Further productivity increases and economic growth (remember, the current predictions of a future funding shortfall are based on pretty pessimistic forecasts about the economy) might solve the problem without our doing anything at all, but it’s unwise to count on that. The best solution probably comes from some combination of the following:
1) Keep phasing in increases to the retirement age in future generations as and if life expectancies continue to increase. (My mom qualified for her full SS benefits at age 65, I won’t qualify till I’m 67, and I’ll get extra benefits if I don’t retire till 70—I don’t have a problem with that.)
2) Raise the cap on the SS payroll tax. At present, the SS payroll tax applies only to about the first $90,000 of salary—anything earned above that is absolutely tax-free as far as SS is concerned. This is done to make SS less redistributive, so that higher-salary workers don’t end up putting into the system heaps and heaps more than they get out of it in SS benefits. I think the basic idea is fine, but raising the cap a couple dozen K would significantly ease the funding issues without soaking the rich very much.
3) Means-test benefits. At present, everybody who qualifies for SS gets benefits, even if they’ve got scooploads of their own money and the SS check is mere chickenfeed to them. On the one hand, cutting off benefits to the rich who don’t need them would save money; on the other hand, it would weaken the role of SS as a truly universal social insurance scheme, in which everybody who contributes is entitled to get something out of it. I think that’s a very important aspect of SS, so I don’t favor means-testing very much.
4) Raise the payroll tax and/or supplement SS funding with other taxes temporarily. This will probably be part of any realistic funding-crisis solution, but probably can’t bear the whole burden.

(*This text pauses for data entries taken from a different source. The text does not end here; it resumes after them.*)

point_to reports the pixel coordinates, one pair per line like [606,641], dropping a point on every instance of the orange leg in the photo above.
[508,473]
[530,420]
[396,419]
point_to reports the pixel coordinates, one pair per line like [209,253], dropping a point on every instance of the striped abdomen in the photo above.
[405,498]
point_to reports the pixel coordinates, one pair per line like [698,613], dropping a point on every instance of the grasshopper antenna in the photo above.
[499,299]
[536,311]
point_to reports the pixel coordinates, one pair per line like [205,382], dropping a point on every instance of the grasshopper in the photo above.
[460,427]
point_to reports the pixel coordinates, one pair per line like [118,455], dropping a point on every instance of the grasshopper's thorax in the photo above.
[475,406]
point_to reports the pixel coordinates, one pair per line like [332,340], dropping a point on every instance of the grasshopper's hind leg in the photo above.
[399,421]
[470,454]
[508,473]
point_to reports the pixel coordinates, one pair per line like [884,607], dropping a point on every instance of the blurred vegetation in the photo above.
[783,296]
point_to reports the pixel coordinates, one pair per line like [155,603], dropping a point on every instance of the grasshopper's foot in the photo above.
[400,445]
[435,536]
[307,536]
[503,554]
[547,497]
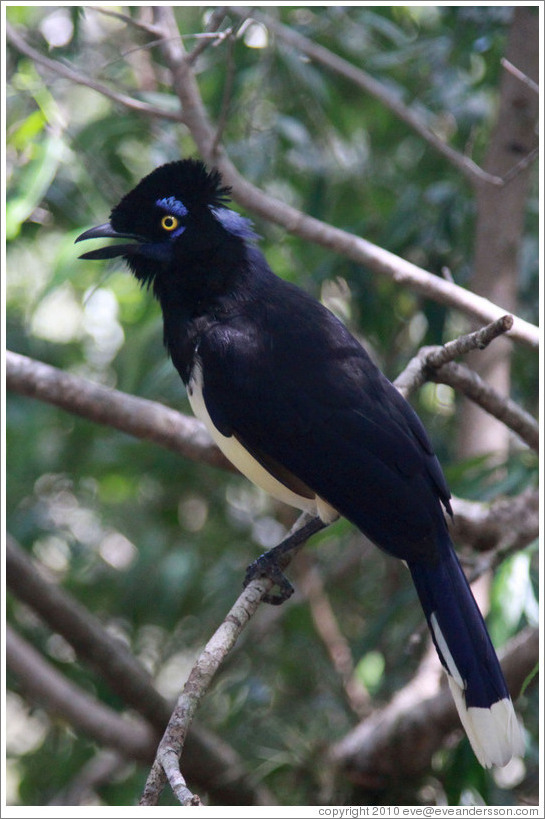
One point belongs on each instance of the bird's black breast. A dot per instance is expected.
(284, 376)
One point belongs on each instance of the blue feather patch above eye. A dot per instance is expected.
(173, 205)
(235, 223)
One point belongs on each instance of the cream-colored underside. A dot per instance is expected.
(246, 463)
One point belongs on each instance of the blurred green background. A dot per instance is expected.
(156, 546)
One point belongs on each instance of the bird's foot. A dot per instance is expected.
(272, 563)
(268, 566)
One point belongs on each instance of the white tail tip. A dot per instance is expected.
(494, 733)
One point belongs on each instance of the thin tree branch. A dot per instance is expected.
(354, 247)
(520, 75)
(484, 527)
(416, 724)
(370, 85)
(41, 682)
(466, 381)
(80, 79)
(209, 760)
(436, 364)
(201, 676)
(136, 416)
(415, 373)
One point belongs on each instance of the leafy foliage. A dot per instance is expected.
(156, 546)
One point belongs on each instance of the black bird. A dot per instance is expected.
(295, 402)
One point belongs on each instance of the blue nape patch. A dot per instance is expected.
(235, 223)
(172, 205)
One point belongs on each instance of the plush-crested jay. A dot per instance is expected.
(295, 402)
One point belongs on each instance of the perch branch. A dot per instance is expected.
(220, 644)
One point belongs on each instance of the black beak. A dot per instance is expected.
(107, 232)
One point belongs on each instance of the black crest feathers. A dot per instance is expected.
(187, 180)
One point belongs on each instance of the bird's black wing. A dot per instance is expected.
(301, 395)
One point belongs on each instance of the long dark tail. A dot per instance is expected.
(467, 654)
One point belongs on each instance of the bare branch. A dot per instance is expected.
(436, 364)
(68, 73)
(416, 724)
(328, 630)
(136, 416)
(415, 373)
(354, 247)
(461, 378)
(520, 75)
(485, 527)
(42, 683)
(204, 670)
(209, 760)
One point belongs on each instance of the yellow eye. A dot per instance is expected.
(169, 222)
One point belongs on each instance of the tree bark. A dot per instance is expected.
(499, 226)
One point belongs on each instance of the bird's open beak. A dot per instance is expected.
(106, 231)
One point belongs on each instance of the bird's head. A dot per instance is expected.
(177, 212)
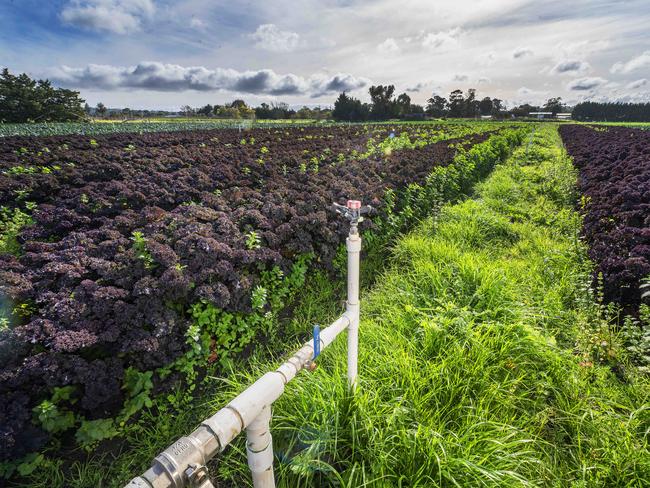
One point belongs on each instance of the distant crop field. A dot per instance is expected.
(164, 251)
(636, 125)
(104, 126)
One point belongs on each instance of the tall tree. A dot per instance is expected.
(101, 109)
(497, 107)
(403, 105)
(553, 105)
(471, 104)
(486, 106)
(456, 104)
(437, 106)
(349, 108)
(23, 99)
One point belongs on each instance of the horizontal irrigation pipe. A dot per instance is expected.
(183, 464)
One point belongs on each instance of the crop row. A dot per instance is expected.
(614, 165)
(148, 251)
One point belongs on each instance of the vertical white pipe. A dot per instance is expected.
(259, 449)
(353, 245)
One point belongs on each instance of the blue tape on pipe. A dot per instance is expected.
(316, 341)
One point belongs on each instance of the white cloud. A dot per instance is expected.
(270, 38)
(156, 76)
(529, 92)
(522, 52)
(571, 67)
(389, 46)
(417, 88)
(635, 85)
(116, 16)
(584, 84)
(640, 62)
(438, 41)
(197, 23)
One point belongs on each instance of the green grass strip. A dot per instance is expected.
(484, 360)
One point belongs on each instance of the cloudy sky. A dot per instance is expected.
(167, 53)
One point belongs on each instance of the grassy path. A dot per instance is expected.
(484, 360)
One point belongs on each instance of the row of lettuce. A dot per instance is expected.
(80, 384)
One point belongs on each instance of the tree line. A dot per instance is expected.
(23, 99)
(384, 105)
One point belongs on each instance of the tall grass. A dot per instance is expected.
(477, 362)
(484, 361)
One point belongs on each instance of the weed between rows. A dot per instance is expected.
(321, 300)
(475, 364)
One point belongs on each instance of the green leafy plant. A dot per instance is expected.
(140, 248)
(253, 240)
(92, 431)
(12, 221)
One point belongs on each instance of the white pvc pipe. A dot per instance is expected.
(251, 409)
(259, 449)
(216, 432)
(353, 245)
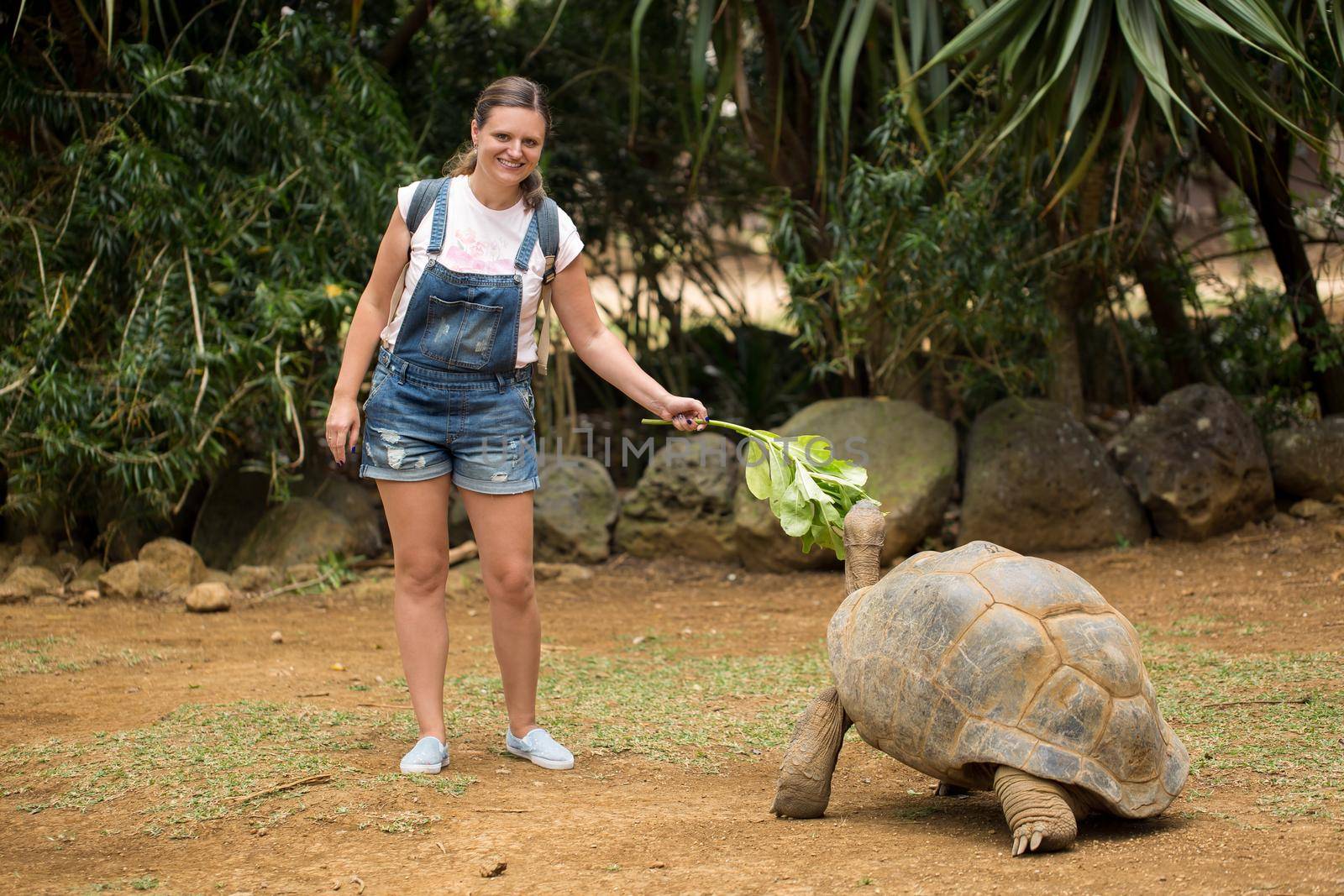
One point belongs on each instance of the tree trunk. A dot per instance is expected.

5) Boost return on investment by putting some SS funds in the stock market in individual or group accounts. This is what the Administration is currently proposing as the sole fix, and the problems with it are discussed in more detail in the other current thread. Basically, the difficulties are (A) high transition costs (see above), (B) higher overhead costs in managing multiple investment accounts, © greater risk and the need for an additional safety net for unlucky investors, (D) increased vulnerability to antigovernment radicals trying to eliminate SS altogether.
I think it might still be a good idea (I’m still mulling it over) to pursue strategy #5 on a smaller scale as part of a larger, multi-layered solution, for the following reasons:
(1) higher stock market yields could end up providing bigger bang for the retirement-savings buck, if we managed the higher overheads and risk carefully enough;
(2) it might stimulate efforts at individual saving in general, which would be good for our debt-laden finances;
(3) it could be a start to a very long and slow transition to a “save-for-yourself” plan which could avoid the pain of massive short-term transition costs.
So there’s my two cents about the extent to which SS really stands in need of fixing, and the sort of thing that would be most likely to fix it.